Sistem zonasi dalam penerimaan peserta didik baru (PPDB) telah menjadi salah satu kebijakan kontroversial di sektor pendidikan Indonesia sejak diperkenalkan pada tahun 2017. Tujuannya adalah menciptakan pemerataan akses pendidikan berkualitas tanpa memandang latar belakang sosial ekonomi. Namun, belakangan ini muncul wacana untuk menghapus sistem ini, yang menuai berbagai tanggapan dari masyarakat, praktisi pendidikan, hingga pemerintah. Berikut adalah analisis mengenai pro dan kontra penghapusan sistem zonasi.

Pro: Menghapus Sistem Zonasi

  1. Memberikan Kebebasan Pilihan Sekolah
    Banyak orang tua mengeluhkan bahwa sistem zonasi membatasi pilihan anak untuk bersekolah di lembaga pendidikan yang diidamkan. Dengan penghapusan sistem ini, siswa memiliki kebebasan memilih sekolah berdasarkan kualitas, fasilitas, atau prestasi sekolah tersebut, bukan hanya berdasarkan lokasi tempat tinggal.

  2. Mendorong Kompetisi Positif
    Penghapusan zonasi dapat memotivasi sekolah untuk meningkatkan kualitas layanan pendidikan. Tanpa batasan wilayah, sekolah harus bersaing lebih sehat untuk menarik siswa dengan program unggulan dan fasilitas yang lebih baik.

  3. Mengakomodasi Mobilitas Keluarga
    Bagi keluarga yang sering berpindah tempat tinggal karena pekerjaan atau alasan lainnya, sistem zonasi sering kali menjadi kendala. Penghapusan sistem ini akan mempermudah proses adaptasi pendidikan bagi siswa yang mengalami perpindahan wilayah.

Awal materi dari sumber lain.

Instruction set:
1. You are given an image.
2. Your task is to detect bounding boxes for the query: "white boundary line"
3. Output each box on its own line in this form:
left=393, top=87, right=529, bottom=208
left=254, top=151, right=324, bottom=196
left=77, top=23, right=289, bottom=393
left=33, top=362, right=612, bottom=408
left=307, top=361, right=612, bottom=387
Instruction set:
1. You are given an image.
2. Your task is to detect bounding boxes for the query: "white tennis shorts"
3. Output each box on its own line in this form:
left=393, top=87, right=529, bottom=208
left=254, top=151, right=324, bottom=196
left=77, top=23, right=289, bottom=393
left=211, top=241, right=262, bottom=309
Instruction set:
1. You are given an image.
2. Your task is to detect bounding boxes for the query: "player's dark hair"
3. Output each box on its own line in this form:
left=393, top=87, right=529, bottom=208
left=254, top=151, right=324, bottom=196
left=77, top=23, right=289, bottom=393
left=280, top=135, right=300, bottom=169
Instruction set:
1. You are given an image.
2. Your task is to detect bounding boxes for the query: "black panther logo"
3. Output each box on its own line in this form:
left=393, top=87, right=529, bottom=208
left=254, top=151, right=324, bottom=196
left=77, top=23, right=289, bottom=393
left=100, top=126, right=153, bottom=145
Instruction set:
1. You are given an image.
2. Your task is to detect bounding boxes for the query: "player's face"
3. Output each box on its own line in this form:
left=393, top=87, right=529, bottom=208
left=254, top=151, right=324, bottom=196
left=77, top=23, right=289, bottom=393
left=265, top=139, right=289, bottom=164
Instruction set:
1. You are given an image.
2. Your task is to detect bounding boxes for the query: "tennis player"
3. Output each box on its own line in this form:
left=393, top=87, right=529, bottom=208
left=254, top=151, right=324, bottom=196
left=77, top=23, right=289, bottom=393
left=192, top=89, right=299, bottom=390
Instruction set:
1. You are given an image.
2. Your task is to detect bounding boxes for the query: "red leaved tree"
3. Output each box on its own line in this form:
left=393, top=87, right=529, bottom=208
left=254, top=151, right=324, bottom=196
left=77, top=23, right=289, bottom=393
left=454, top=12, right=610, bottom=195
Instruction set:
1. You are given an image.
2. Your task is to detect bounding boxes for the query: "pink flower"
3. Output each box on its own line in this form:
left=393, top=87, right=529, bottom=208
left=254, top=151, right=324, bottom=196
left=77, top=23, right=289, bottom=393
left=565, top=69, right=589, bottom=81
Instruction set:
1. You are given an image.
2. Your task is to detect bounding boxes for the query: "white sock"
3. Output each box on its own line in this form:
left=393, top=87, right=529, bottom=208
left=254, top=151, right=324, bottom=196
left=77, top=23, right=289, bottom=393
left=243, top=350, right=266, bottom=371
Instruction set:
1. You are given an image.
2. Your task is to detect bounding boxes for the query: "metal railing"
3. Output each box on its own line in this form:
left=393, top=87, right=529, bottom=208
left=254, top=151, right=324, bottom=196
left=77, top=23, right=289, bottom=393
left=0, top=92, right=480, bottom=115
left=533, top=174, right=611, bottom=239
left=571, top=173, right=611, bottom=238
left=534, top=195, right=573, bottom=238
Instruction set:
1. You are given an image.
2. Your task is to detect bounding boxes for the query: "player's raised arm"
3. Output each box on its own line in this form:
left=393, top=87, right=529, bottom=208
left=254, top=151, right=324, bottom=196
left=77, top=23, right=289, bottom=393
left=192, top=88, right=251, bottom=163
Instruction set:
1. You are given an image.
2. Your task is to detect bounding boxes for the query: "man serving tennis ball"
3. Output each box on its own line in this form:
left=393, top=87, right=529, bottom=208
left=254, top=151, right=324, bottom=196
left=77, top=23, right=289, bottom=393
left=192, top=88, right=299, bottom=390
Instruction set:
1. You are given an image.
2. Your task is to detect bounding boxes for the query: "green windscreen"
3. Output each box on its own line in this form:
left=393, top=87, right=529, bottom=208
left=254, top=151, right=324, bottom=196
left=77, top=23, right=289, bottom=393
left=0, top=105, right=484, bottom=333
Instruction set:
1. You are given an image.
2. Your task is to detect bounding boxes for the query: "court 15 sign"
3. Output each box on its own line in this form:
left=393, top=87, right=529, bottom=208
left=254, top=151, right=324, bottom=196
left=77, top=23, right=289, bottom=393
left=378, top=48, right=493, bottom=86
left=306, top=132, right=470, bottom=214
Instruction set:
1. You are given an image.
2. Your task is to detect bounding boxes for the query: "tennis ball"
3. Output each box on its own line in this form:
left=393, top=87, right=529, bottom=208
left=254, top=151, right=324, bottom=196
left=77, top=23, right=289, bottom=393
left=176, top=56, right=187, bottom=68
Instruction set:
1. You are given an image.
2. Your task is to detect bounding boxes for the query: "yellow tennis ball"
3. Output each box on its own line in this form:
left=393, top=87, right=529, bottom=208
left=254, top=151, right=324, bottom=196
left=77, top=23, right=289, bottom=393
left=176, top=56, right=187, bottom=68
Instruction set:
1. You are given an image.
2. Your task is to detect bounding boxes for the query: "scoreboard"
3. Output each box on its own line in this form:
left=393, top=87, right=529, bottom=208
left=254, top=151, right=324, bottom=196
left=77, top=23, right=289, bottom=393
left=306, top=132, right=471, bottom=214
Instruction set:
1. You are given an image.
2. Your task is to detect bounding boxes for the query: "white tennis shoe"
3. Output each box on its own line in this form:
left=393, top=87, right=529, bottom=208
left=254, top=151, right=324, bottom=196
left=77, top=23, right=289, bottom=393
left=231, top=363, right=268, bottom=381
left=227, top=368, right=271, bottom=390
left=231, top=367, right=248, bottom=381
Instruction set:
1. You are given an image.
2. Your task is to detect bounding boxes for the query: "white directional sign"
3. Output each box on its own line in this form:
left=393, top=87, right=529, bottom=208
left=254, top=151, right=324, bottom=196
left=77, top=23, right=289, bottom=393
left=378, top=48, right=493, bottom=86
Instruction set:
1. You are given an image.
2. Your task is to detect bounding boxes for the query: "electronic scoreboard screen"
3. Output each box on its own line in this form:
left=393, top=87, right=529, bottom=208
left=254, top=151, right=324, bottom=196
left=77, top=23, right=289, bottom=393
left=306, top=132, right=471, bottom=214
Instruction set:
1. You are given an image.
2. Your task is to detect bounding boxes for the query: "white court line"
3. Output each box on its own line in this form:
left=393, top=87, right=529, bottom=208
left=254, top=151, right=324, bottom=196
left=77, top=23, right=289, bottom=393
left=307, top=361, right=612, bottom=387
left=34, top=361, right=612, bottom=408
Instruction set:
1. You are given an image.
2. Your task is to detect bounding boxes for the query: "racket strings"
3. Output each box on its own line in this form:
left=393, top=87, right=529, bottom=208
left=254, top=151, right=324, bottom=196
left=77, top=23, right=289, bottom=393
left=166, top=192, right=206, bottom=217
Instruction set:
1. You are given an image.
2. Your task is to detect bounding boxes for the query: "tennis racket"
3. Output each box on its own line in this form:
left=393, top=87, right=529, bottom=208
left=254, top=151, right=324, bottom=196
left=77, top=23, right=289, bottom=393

  4. Mengurangi Kesenjangan Antarwilayah
    Sistem zonasi kadang tidak efektif di daerah yang infrastruktur pendidikannya masih belum merata. Menghapusnya dapat membuka peluang bagi siswa dari daerah tertinggal untuk mengakses sekolah berkualitas di luar zona mereka.

Kontra: Menghapus Sistem Zonasi

  1. Berpotensi Meningkatkan Ketimpangan
    Sistem zonasi dirancang untuk mengurangi ketimpangan akses pendidikan. Jika dihapus, siswa dari keluarga mampu lebih mungkin mengakses sekolah unggulan, sementara siswa kurang mampu berpotensi terpinggirkan.

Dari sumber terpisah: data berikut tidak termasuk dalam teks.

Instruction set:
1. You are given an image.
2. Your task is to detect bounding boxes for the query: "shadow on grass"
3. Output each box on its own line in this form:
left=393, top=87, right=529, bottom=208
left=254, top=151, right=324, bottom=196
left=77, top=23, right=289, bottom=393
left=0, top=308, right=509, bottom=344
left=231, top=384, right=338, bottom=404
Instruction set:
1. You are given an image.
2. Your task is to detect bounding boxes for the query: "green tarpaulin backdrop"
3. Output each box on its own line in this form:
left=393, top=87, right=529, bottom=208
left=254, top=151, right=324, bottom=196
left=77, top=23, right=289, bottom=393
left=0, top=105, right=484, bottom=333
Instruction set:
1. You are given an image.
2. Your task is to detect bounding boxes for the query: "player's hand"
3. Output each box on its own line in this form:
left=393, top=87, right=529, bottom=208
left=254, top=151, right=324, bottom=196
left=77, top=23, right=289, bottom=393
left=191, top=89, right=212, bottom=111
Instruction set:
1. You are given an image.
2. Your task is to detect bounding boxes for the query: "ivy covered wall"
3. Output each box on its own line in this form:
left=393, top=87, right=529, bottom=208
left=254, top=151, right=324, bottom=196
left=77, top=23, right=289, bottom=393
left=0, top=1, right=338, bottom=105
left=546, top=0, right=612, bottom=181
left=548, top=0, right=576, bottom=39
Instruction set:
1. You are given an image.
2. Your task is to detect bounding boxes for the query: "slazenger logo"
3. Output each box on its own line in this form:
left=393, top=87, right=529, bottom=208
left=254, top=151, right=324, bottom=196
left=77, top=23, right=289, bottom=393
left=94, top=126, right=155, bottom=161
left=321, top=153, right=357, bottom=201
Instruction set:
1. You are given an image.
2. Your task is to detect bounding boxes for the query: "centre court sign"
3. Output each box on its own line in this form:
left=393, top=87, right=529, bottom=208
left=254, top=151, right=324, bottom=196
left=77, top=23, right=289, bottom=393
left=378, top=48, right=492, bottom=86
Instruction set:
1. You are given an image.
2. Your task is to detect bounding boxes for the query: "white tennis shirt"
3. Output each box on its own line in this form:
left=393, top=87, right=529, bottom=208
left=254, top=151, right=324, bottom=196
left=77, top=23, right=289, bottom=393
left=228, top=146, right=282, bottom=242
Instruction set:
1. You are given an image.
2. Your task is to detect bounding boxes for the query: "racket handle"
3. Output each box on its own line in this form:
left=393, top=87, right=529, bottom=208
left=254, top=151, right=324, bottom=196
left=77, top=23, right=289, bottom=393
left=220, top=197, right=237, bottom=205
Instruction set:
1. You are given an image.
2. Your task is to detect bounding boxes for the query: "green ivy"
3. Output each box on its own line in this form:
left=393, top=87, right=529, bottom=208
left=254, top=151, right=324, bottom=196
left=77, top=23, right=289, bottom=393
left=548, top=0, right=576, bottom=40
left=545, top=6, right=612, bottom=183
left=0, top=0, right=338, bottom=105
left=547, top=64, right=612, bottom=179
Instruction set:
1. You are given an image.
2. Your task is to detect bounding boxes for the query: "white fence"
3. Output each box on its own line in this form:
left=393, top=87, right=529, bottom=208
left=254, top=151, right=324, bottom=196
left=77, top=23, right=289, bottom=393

  2. Menimbulkan Overkapasitas pada Sekolah Favorit
    Tanpa zonasi, sekolah-sekolah unggulan di perkotaan kemungkinan besar akan dibanjiri pendaftar, sehingga menyebabkan ketimpangan distribusi siswa. Sekolah-sekolah di pinggiran atau pedesaan mungkin kesulitan mempertahankan jumlah siswa.

  3. Meningkatkan Biaya Pendidikan
    Banyak orang tua yang harus mengeluarkan biaya lebih besar untuk transportasi atau pindah tempat tinggal demi menyekolahkan anaknya di lokasi tertentu. Hal ini dapat membebani keluarga, terutama dari kalangan menengah ke bawah.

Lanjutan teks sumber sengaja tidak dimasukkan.